The government approved the "Basic Directions of Development of Civil Naval Equipment 2009-2016" program on 08 November 2007. It allotted 140 billion rubles over that period for the establishment of the United Shipbuilding Corporation, of which 91 billion rubles was to come from the federal budget. The director of United Shipbuilding Yury Yarov and chairman of the board Deputy Prime Minister Sergey Naryshkin were presented to the government. The USC planned to build 30-35 platforms for the exploration and production of oil and gas on the continental shelf by 2015. Subsequently, the corporation was to focus on the construction of tankers of 140,000-160,000 tons displacement, with the first of these ships to be launched in 2015. But existing wharves can handle ships of a maximum capacity of 70,000 tons displacement. Projects to build new wharves in three regions - western, northern and far-eastern - were to be chosen by VEB-Development Bank in the first half of 2008. While the formation of the United Shipbuilding Corporation and plans for new commercial ship-building facilities do not directly impact plans for aircraft carriers, there may be indirect connections between new commercial ship-building facilities and a competition to build new aircraft carriers.

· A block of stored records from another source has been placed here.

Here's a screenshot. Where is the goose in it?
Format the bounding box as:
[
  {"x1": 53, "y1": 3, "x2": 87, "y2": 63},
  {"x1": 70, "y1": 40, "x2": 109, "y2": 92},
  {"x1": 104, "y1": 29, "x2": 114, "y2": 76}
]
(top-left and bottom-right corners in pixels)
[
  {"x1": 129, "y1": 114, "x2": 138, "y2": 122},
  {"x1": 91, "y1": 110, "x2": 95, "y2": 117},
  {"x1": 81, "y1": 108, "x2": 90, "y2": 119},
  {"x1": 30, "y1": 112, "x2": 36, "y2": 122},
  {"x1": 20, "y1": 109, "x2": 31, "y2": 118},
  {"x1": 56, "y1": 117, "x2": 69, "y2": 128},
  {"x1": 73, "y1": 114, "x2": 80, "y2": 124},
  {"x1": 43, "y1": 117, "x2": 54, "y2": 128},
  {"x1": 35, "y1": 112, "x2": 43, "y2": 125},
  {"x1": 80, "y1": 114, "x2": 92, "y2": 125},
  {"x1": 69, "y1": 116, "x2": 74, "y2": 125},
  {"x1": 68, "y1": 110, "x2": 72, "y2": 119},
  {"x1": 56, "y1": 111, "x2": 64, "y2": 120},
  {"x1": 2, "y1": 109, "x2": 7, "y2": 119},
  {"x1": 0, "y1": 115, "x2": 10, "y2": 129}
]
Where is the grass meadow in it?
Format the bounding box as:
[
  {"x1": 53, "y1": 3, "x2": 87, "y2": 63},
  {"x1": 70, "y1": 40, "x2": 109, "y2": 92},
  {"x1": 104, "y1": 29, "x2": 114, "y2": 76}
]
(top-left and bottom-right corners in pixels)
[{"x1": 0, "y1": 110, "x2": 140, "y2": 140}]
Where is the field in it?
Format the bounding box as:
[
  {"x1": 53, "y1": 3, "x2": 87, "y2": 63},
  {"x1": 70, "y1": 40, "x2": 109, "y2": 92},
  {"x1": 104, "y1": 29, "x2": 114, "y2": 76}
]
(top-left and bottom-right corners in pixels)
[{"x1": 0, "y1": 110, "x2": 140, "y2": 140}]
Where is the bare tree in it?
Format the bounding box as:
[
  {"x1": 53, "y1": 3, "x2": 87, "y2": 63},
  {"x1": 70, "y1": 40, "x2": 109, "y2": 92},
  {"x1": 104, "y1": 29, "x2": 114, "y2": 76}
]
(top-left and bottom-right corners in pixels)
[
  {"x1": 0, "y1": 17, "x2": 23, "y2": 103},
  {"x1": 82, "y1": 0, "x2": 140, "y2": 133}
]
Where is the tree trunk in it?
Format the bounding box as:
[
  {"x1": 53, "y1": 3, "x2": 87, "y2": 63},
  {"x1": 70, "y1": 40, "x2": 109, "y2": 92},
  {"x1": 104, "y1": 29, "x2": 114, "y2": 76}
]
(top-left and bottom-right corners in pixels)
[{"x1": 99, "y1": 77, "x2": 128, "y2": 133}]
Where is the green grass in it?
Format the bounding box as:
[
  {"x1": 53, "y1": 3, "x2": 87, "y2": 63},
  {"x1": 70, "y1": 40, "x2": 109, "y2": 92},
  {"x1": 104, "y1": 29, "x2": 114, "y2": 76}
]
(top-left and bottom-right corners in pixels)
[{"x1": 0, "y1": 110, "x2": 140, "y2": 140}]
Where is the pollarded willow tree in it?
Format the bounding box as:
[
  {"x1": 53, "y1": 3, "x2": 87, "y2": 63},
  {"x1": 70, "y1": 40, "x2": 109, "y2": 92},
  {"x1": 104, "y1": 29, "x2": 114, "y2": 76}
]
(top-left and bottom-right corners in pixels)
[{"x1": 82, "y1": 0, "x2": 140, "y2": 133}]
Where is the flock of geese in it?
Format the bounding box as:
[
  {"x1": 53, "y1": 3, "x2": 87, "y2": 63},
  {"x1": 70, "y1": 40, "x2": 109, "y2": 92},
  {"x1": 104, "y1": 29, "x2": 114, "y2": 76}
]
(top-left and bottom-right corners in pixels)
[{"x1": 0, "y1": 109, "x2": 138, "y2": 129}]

Russia's Navy commander, Adm. Vladimir Vysotsky, said in July 2008 that the Navy command had decided to form in the future five or six aircraft carrier task forces to be deployed with the Northern and Pacific fleets.
On 07 September 2008 Maj. Gen. Nikolai Kuklev, the deputy commander of Russia's naval aviation, said "We are considering extending the service life of the carrier. It will stay in service until 2020 and may be even until 2025." The general also confirmed that a decision to build new aircraft carriers for the Russian Navy had been adopted. On 24 September 2008 Vyacheslav Popov, a former commander of the Northern Fleet who now sits in the upper house of parliament, said Moscow may offer Ukraine contracts to build aircraft carriers for the Russian Navy. He commented on Russian Defense Minister Anatoly Serdyukov's statement on Tuesday that Russia could make several lucrative proposals to Ukraine that could convince Kiev to allow Russia's Black Sea Fleet to remain in Sevastopol after 2017, when the lease on the naval base in the Crimea expires. "We can offer Ukraine extensive and lucrative opportunities in the sphere of shipbuilding. They have the Nikolaev shipyards that used to build aircraft carriers during Soviet times," Popov said. "These shipyards are bankrupt and abandoned at present and with mutual consent we could help reactivate them," Popov said. Russia currently lacks the capacity to build aircraft carriers and modernizing its existing shipyards would be an expensive and lengthy proposition. Popov said though that this proposal "may become a sensitive issue as Ukraine's pro-Western president, Viktor Yushchenko, is seeking NATO and EU membership for the country.